The strain of Jean’s involvement in the movement proved too much for her marriage to Steve, who though still outspoken as ever, was more content to stay at home and enjoy the freedom he felt in his Appalachian paradise.  They amicably divorced and remain the closest of friends.  So close in fact, that in the fall of 2007, Steve was serving as Jean’s caregiver when the police raided his home and discovered the garden in his basement.

Because I believe in their cause, and the Marlowes’ sacrifice and unselfish dedication to that cause, I handled Steve’s case pro bono.  The facts were set up perfectly for success.  The police could have walked up to Steve’s door and asked him if he was growing marijuana, and he’d have let them in and given them a tour.  But they chose instead to browbeat their favorite stool pigeon into signing a false affidavit saying he’d seen six foot plants in Steve’s bedroom.  The reluctant informant, who hadn’t been in Steve’s house for 10 years or more, felt so bad about what the police had forced him to do that he called Steve to apologize, and agreed to be video-taped recanting his statement.

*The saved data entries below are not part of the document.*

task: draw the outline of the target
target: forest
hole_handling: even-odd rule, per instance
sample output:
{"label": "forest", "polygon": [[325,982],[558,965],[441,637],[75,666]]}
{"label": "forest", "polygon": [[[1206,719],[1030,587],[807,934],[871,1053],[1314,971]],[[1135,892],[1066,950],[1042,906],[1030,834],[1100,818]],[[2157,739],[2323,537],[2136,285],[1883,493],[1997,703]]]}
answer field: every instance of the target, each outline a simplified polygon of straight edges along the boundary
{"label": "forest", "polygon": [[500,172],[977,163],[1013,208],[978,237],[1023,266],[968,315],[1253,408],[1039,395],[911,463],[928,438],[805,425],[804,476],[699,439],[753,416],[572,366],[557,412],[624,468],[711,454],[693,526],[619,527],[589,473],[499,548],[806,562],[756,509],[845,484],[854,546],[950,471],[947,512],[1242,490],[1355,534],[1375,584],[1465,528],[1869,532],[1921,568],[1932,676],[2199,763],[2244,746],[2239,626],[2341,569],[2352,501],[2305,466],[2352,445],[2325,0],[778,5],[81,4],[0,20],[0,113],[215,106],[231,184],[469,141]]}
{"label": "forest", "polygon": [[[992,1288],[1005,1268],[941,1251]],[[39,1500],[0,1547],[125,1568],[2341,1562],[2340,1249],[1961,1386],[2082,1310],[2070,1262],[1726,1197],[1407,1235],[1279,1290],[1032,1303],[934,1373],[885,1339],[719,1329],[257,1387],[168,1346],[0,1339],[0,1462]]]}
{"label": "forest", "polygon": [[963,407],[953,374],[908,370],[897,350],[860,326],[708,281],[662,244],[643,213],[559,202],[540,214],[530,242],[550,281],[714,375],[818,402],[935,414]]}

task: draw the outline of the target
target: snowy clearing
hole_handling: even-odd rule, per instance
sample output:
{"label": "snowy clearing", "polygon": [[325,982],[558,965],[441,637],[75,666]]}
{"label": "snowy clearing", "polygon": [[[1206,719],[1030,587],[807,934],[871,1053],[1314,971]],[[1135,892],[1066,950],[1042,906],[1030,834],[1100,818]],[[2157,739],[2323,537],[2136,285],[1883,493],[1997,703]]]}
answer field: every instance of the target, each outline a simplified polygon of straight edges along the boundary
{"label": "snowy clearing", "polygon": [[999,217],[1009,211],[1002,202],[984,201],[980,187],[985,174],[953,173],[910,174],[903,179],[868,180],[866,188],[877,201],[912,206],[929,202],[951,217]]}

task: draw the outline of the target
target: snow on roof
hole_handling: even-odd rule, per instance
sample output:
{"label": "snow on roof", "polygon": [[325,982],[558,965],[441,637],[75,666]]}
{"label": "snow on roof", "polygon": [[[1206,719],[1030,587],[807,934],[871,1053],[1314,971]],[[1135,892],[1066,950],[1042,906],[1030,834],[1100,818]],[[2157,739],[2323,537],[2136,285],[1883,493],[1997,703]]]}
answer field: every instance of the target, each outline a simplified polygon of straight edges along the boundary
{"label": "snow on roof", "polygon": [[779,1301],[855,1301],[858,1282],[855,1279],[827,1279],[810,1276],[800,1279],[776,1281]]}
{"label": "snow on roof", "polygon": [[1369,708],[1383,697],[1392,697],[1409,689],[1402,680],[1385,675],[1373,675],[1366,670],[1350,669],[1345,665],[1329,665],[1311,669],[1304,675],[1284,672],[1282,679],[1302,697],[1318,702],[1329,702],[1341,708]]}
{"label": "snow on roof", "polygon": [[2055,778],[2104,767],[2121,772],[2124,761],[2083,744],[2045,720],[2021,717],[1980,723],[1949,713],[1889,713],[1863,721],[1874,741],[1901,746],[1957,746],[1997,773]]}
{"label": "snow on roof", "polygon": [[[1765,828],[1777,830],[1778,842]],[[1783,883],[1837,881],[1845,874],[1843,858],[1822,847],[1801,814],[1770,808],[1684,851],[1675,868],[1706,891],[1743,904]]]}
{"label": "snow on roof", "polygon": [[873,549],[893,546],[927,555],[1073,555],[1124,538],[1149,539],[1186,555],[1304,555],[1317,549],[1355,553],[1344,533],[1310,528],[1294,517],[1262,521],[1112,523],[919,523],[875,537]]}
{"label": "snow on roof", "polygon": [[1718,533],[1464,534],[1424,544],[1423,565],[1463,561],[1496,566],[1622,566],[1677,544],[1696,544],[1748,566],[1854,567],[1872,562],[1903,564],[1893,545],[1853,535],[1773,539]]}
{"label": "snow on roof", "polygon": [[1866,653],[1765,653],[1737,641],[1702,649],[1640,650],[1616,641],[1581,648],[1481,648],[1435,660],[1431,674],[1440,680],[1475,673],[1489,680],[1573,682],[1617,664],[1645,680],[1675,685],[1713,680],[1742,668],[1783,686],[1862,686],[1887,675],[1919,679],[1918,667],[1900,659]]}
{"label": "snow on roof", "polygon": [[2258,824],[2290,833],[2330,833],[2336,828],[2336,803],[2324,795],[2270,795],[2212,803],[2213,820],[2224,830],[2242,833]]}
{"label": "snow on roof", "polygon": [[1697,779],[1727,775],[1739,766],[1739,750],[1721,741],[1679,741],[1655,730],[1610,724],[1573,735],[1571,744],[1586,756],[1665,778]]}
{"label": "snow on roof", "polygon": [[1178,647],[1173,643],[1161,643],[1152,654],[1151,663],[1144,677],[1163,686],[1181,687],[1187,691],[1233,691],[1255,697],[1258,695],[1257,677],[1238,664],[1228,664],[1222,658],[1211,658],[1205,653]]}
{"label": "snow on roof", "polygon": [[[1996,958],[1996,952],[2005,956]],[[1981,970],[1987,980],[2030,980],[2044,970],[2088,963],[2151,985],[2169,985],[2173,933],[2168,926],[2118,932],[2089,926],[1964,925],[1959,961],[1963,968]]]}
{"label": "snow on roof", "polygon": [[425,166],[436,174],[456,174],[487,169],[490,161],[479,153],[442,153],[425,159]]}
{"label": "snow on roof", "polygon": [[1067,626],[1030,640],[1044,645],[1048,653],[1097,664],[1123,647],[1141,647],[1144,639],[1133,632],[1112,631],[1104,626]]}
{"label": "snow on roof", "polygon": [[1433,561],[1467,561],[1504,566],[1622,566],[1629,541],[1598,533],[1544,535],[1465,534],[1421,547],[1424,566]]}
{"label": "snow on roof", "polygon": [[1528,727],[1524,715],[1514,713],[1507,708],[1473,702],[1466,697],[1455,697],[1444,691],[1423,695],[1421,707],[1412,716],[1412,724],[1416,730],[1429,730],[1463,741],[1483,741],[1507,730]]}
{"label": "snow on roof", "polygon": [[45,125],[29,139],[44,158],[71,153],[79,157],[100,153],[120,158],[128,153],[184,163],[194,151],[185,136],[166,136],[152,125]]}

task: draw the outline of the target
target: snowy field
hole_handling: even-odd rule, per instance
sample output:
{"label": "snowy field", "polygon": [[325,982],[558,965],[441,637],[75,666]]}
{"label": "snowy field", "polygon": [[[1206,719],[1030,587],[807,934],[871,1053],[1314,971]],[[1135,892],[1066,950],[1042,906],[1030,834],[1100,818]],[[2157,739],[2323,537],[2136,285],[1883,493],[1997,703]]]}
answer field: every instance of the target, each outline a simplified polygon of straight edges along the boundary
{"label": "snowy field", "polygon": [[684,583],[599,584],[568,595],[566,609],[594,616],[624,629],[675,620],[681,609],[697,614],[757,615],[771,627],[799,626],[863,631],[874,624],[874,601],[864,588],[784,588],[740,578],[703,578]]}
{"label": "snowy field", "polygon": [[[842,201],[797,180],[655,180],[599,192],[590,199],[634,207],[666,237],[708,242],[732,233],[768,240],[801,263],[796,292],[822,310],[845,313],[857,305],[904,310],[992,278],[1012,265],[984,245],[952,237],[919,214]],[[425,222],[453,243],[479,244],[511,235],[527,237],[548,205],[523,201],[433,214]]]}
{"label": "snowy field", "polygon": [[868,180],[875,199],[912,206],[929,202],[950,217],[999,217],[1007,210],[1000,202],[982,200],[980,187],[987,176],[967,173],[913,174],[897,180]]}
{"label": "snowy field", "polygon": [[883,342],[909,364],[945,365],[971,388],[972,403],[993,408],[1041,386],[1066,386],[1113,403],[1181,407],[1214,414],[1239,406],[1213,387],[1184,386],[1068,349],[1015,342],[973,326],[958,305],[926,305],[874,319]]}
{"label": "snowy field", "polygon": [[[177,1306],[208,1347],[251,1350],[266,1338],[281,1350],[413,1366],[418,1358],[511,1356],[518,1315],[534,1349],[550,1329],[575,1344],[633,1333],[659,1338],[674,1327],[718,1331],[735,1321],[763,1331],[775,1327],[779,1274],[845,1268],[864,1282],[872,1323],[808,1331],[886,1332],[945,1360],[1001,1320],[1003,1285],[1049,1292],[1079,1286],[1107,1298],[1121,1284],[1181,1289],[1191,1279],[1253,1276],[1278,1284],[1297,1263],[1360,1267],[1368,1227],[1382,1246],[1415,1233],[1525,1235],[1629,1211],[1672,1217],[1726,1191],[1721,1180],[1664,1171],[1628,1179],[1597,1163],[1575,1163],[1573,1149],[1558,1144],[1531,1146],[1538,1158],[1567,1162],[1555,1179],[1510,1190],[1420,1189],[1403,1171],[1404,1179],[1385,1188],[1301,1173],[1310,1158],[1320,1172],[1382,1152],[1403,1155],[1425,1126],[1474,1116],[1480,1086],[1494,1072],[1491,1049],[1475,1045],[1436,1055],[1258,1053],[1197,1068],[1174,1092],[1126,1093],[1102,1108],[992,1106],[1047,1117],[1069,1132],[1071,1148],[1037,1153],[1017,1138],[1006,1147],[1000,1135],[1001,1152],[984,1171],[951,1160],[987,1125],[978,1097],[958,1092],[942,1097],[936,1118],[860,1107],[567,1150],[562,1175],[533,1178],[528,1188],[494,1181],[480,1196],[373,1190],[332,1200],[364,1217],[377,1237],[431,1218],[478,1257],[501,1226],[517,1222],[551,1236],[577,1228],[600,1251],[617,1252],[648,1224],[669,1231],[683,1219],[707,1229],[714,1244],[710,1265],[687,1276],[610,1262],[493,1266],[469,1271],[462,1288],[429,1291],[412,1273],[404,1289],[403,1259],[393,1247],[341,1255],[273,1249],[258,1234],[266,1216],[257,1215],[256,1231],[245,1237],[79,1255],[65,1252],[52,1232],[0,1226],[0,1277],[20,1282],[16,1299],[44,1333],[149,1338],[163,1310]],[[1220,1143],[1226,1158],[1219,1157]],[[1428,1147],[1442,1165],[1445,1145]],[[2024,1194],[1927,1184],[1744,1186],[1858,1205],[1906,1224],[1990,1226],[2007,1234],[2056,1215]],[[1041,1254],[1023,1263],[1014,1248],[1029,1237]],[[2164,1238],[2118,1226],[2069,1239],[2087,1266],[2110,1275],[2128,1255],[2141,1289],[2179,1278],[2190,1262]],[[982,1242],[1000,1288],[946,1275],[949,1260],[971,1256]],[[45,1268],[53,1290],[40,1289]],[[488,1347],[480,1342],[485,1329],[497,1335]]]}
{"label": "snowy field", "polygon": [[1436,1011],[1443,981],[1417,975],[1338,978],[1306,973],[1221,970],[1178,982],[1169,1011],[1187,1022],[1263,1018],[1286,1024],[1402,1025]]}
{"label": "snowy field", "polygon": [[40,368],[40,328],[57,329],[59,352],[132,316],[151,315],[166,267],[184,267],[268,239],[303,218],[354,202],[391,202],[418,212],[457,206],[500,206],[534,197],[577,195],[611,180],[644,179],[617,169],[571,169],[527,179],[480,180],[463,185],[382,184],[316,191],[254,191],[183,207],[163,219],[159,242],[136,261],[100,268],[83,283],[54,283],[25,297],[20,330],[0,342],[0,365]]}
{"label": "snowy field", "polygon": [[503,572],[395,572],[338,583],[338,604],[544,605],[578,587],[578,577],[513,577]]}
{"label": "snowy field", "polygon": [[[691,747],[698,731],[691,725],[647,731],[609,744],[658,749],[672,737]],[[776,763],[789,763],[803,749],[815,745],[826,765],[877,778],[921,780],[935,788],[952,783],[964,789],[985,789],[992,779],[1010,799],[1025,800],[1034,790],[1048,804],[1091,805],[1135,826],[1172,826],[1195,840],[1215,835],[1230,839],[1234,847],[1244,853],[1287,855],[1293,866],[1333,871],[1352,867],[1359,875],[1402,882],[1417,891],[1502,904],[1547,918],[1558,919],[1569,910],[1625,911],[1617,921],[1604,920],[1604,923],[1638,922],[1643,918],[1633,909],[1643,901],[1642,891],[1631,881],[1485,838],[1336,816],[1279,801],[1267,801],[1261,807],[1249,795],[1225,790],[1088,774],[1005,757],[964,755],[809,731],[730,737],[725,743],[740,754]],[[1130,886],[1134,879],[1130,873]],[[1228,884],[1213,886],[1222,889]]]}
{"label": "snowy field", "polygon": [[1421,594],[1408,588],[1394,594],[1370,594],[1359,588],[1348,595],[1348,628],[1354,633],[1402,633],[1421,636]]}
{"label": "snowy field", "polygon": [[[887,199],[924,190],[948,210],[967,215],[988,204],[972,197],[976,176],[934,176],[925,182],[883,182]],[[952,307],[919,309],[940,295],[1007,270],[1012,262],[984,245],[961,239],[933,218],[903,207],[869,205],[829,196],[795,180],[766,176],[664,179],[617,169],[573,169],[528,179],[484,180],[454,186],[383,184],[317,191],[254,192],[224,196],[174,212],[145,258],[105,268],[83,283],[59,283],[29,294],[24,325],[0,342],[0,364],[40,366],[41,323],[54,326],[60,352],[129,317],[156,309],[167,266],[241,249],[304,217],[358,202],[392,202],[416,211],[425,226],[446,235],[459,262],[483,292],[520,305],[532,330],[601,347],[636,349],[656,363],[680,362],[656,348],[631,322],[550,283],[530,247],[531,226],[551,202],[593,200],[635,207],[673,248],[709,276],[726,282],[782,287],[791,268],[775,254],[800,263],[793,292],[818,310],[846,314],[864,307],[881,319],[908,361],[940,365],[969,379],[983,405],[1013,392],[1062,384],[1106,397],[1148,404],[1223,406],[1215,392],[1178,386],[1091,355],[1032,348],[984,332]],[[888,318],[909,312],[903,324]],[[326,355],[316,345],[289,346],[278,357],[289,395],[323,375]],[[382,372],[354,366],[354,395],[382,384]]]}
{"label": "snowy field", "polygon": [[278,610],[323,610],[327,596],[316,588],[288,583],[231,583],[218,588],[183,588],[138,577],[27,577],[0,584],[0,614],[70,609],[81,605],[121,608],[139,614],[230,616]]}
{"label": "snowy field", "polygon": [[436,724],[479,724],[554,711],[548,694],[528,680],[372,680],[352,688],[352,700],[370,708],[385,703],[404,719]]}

At the suppression hearing, the informant made for a particularly bad witness, and neither of the officers who’d procured the warrant came across any better.  The Superior Court judge found that the officers had knowingly used false testimony in their search warrant applications, and granted my motion to suppress all of the evidence against Mr. Marlowe.  The District Attorney then dropped all the charges and ordered the Sheriff to return all of Mr. Marlowe’s growing equipment to him.

The courage shown by the Marlowes and other patients and caregivers convinced me to become more active in organizing the movement for safe access to medical cannabis in North Carolina. I helped Jean form the North Carolina chapter of Americans For Safe Access, as well as the North Carolina Cannabis Patients Network, of which I served as secretary and treasurer. The cause eventually led me to Raleigh, where at the behest of several North Carolina lawmakers, I drafted a bill entitled the “North Carolina Medical Marijuana Act”, which was introduced into the NC General Assembly in 2009 as HB 1380, with Rep. Earl Jones as primary sponsor.